These waves travel from the source to the sensor (s) where they are converted into electrical signals. AE instruments measure these signals and display data, on the basis of which the operator evaluates the state and behavior of the energized structure.

Traditional methods of non-destructive testing (ultrasonic, radiation, eddy current) detect geometric inhomogeneities by radiating some form of energy into the structure under study.

Acoustic emission takes a different approach: it detects microscopic movements rather than geometric irregularities.

Fracture growth, inclusion fracture, and liquid or gas leakage are examples of hundreds of acoustic emission processes that can be detected and effectively investigated with this technology.

From the AE point of view, a growing defect produces its own signal, which travels meters, and sometimes tens of meters, until it reaches the sensors. The defect can not only be detected remotely;

it is often possible to find its location by processing the difference in arrival times of waves at different sensors.

Advantages of the AE control method:

1. The method ensures the detection and registration of only developing defects, which makes it possible to classify defects not by size, but by their degree of danger;

2. Under production conditions, the AE method allows detecting crack increments by tenths of a millimeter;

3. Integral property of the method provides control of the entire object using one or several AE transducers, fixedly mounted on the surface of the object at a time;

4. The position and orientation of the defect does not affect the detectability;

10. Acoustic emission diagnostics

5. The AE method has fewer restrictions related to the properties and structure of structural materials than other non-destructive testing methods;

6. Control of areas inaccessible to other methods (thermal and waterproofing, design features) is carried out;

7. The AE method prevents catastrophic destruction of structures during testing and operation by assessing the rate of development of defects;

8. The method determines the location of the leaks.

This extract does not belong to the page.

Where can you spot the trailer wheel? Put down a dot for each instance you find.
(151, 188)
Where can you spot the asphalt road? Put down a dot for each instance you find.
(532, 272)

11. Radiation method of diagnostics X-rays, gamma radiation, neutrino fluxes, etc. are used. Passing through the thickness of the product, the penetrating radiation is attenuated in different ways in defective and defect-free sections and carries information about the internal structure of the substance and the presence of defects inside the product.

Radiation control methods are used to control welded and brazed seams, castings, rolled products, etc. They belong to one of the types of non-destructive testing.

With destructive test methods, random control is carried out (for example, by cut samples) of a series of the same type of product and its quality is statistically assessed without establishing the quality of each specific product. At the same time, high quality requirements are imposed on some products, which necessitate complete control. Such control is provided by non-destructive testing methods, which are mainly amenable to automation and mechanization.

Product quality is determined, according to GOST 15467-79, by a combination of product properties that determine its suitability to meet certain needs in accordance with its purpose. This is a capacious and broad concept, which is influenced by a variety of technological and design-operational factors. For an objective analysis of product quality and its management, not only a set of non-destructive testing methods are involved, but also destructive tests and various checks and control at various stages of product manufacturing. For critical products, designed with a minimum safety margin and operated in harsh conditions, one hundred percent non-destructive testing is used.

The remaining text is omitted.